Cody Pfanstiehl was born in Highland Park, Ill. He attended the University of Chicago without ever registering. After he was discovered, he was hired to work in the university's public relations office.

He joined the Army Air Forces during World War II and was assigned to be an instructor in intelligence, based in South Carolina. He was discharged in 1944 and became a radio announcer, then worked in public relations in Chicago before taking a job in Washington writing for Air Affairs magazine and joining the press department of Warner Brothers theaters.

He became publicity manager of WTOP radio, then public relations manager of the old Washington Evening Star newspaper. He led publicity for the Community Chest charity before it became the United Way. In 1961, when President John F. Kennedy created the National Capital Transportation Agency, Mr. Pfanstiehl was appointed community service director. The agency soon became the Washington Metropolitan Area Transit Authority. Mr. Pfanstiehl retired in 1982, a year after the Downtown Jaycees named him one of its Washingtonians of the Year.

His first wife, Margaret Vogel Pfanstiehl, died in 1981.

In 1983, he married Margaret Rockwell, who founded Metropolitan Washington Ear, the reading service for the blind, which prompted his children to say Washington's mouth married Washington's ear.

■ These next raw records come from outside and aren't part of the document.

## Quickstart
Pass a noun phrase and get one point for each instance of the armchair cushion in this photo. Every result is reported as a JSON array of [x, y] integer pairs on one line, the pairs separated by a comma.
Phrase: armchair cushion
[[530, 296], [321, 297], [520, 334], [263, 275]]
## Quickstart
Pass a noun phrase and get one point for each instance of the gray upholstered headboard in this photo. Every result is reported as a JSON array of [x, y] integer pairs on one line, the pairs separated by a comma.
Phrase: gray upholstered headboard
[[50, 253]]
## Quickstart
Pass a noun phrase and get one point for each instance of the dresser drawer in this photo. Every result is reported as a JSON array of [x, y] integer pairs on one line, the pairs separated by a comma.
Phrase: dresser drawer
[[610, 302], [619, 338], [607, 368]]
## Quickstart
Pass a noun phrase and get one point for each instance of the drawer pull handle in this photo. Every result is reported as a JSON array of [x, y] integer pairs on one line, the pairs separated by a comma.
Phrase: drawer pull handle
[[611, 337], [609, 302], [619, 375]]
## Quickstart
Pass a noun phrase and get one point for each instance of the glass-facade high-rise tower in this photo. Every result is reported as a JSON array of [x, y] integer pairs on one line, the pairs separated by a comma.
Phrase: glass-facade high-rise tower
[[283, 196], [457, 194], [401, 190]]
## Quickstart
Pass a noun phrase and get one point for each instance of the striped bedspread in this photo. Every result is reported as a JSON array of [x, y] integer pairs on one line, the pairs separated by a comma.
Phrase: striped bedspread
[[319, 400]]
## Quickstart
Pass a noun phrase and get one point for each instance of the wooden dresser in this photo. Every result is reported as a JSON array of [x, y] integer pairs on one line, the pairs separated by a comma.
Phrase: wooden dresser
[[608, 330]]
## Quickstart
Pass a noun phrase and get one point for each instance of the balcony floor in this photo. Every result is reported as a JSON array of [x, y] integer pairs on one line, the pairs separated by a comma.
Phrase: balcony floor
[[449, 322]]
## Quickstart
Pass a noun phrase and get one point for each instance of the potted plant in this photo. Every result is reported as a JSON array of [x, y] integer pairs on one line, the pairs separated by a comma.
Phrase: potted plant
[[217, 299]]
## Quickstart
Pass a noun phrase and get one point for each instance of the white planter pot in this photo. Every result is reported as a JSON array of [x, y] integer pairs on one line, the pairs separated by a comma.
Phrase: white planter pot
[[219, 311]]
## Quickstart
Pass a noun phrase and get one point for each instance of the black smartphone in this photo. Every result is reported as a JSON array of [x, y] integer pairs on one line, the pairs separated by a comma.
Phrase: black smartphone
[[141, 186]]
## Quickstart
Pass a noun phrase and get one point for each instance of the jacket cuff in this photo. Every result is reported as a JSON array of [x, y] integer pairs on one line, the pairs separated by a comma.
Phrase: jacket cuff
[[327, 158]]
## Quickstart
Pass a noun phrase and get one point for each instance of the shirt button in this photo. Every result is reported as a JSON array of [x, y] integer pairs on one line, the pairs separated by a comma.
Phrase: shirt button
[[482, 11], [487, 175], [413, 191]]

The second Mrs. Pfanstiehl invented Audio Description Services, which allow blind and low-vision people who wear radio-equipped headphones to hear descriptions of live performances they are attending. She called Mr. Pfanstiehl the co-founder of the effort, and the pair trained hundreds of people in the art, which is used by television stations, museums and the National Park Service.

In addition to his wife of Silver Spring, survivors include three children from his first marriage, Julie Hamre of Bethesda, Eliot Pfanstiehl of Silver Spring and Carla Knepper of Baltimore; a stepson, Justin Robert Rockwell of Silver Spring; nine grandchildren; and a great-grandson.